自転車は道路交通法で「軽車両」とされており、信号無視が「3カ月以下の懲役又は5万円以下の罰金」、酒酔い運転が「3年以下の懲役又は50万円以下の罰金」など、違反した場合には自動車と同じく罰則が設けられている。にもかかわらず、警察による検挙がまれなため、違反者は増加する一方。警察庁は対策として06年、積極的に「赤切符」を切る取り締まり強化に乗り出したのだけど、上記の事故件数を見る限り、効果が上がっているとは言い難いのだ。

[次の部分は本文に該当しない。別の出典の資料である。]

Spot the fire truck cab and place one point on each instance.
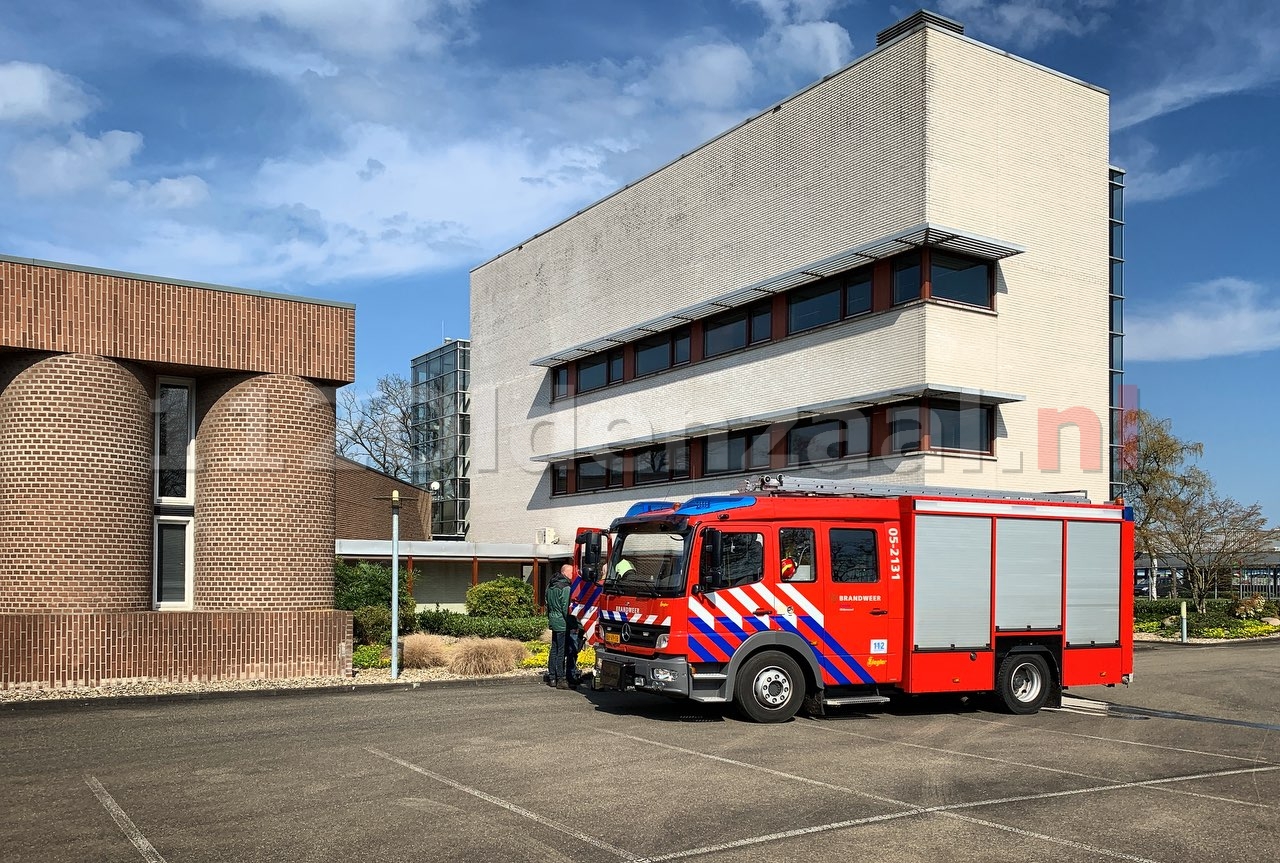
(800, 592)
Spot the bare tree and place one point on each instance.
(1212, 534)
(1156, 465)
(376, 429)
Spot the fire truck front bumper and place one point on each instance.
(625, 671)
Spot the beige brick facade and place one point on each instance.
(931, 128)
(83, 356)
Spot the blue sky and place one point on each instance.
(376, 151)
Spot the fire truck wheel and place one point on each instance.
(1024, 683)
(769, 688)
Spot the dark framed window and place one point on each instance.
(858, 293)
(960, 427)
(593, 373)
(743, 558)
(762, 323)
(796, 546)
(960, 279)
(816, 442)
(680, 347)
(616, 366)
(906, 278)
(904, 429)
(853, 556)
(599, 471)
(736, 451)
(661, 464)
(653, 355)
(813, 305)
(858, 434)
(560, 382)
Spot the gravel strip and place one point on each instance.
(136, 688)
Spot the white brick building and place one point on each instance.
(899, 273)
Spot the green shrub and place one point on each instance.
(444, 622)
(506, 597)
(373, 625)
(370, 656)
(356, 585)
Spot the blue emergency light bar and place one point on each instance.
(720, 503)
(644, 507)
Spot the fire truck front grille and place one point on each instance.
(627, 634)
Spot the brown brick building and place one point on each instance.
(167, 479)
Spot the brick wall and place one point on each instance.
(74, 484)
(264, 493)
(56, 307)
(68, 649)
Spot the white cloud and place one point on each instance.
(168, 192)
(1027, 23)
(1147, 182)
(48, 168)
(716, 74)
(784, 12)
(1221, 318)
(812, 49)
(347, 28)
(35, 94)
(1230, 49)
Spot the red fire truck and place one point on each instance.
(799, 592)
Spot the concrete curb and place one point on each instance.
(220, 694)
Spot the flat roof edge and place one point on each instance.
(184, 283)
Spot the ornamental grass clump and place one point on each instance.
(487, 656)
(423, 651)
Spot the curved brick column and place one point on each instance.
(264, 494)
(76, 497)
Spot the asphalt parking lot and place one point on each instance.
(1185, 768)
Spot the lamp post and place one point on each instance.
(394, 584)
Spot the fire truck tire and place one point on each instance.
(769, 686)
(1024, 683)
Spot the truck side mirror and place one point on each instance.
(711, 571)
(589, 555)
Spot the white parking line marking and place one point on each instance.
(508, 807)
(124, 822)
(1019, 763)
(913, 809)
(1129, 743)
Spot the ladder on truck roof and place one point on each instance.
(803, 485)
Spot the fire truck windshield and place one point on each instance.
(648, 562)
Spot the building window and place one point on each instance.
(904, 429)
(853, 556)
(736, 329)
(661, 464)
(960, 427)
(813, 306)
(858, 293)
(798, 553)
(814, 442)
(906, 278)
(960, 279)
(736, 451)
(172, 587)
(599, 471)
(174, 435)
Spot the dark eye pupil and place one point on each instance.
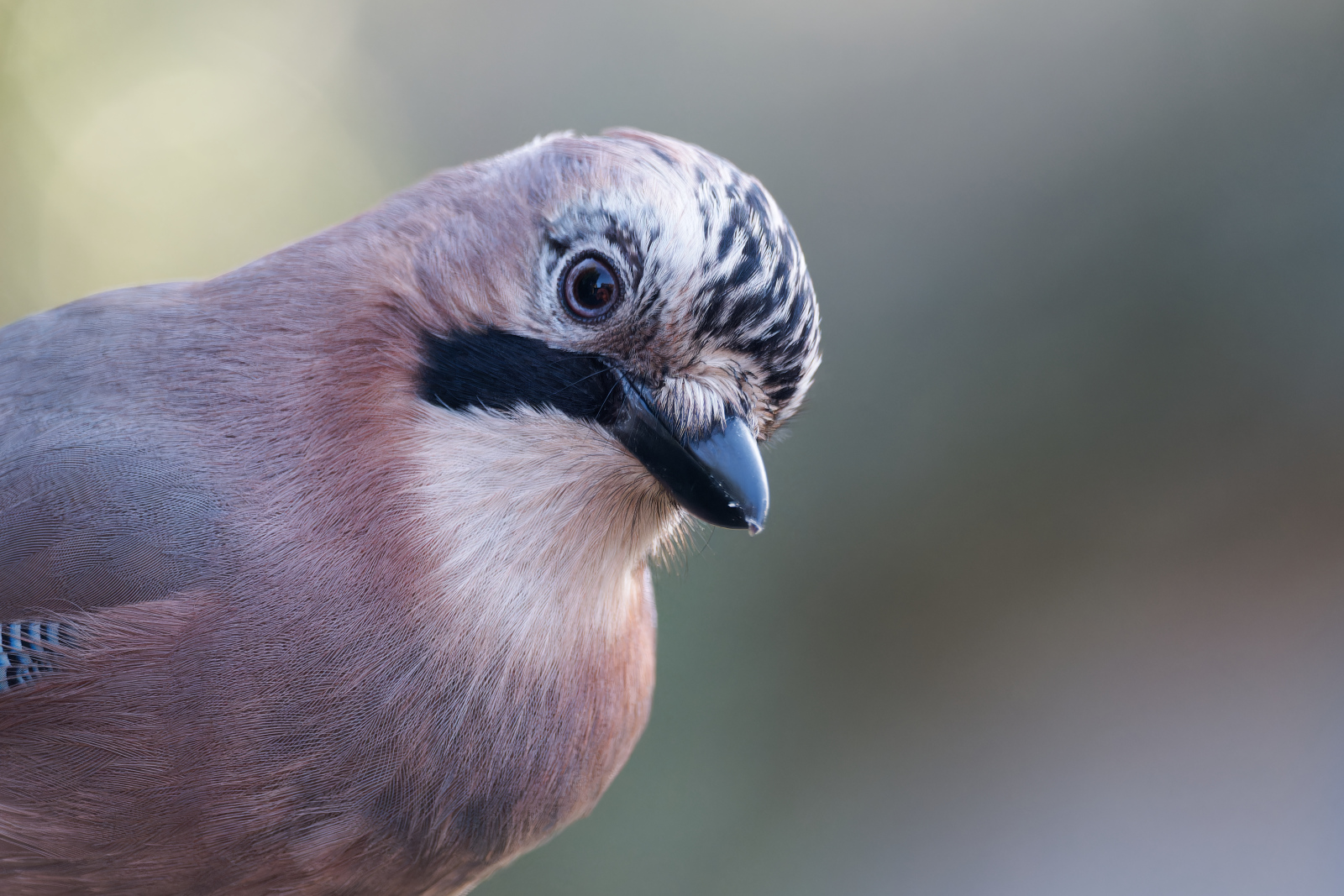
(591, 288)
(595, 286)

そのため警察庁は昨年末、1978年以来30年ぶりとなる「交通の方法に関する教則」自転車関連部分の見直しを決定した。実施されるのは今春で、携帯電話、ヘッドホン、傘を使っての運転禁止が明文化されて罰則も科される予定。むやみにベルを鳴らすことも禁止され、「自転車同士が対面してすれ違う場合、お互いが左にハンドルを切って避ける」なんて項目も設けられているのだ。

さらにこの中には、補助いすを使っても3人乗りを禁止することが盛り込まれている。自転車はそもそも2人乗りが禁止されていて、現行法でも「2万円以下の罰金又は科料」の罰則があるのだけど、補助いすを付けた場合に限って2人乗りが、さらに一部地域ではおんぶ紐で背負えば3人まで乗れるようになっている。しかし、自転車の前後に補助いすを付けて3人乗りしている状況をよく見かけるのが実際のところ。産経新聞によると、子供が2人以上いる親の35%が3人乗りをしており、補助いすを2つ取り付けての3人乗りが違反であることを知らない人は42.3%にのぼっていたのだとか。

産経新聞は、3人の子供を抱える女性会社員の困惑する声を紹介するとともに、今春の改正によって混乱が生じることを懸念している。同紙は少子化対策に逆行することや、自転車の代替として自動車を使うと回答した人が多かったことから環境保護にも即していないと指摘する声も掲載しているのだけど、違反者が後を絶たず、重大な事故が少なくないことから取り締まりの強化はやむを得ない処置なのかもしれない。いずれにせよ、心無い一部の利用者によって多くの人が不便な思いをするのは、なんとも悲しい限りなのだ。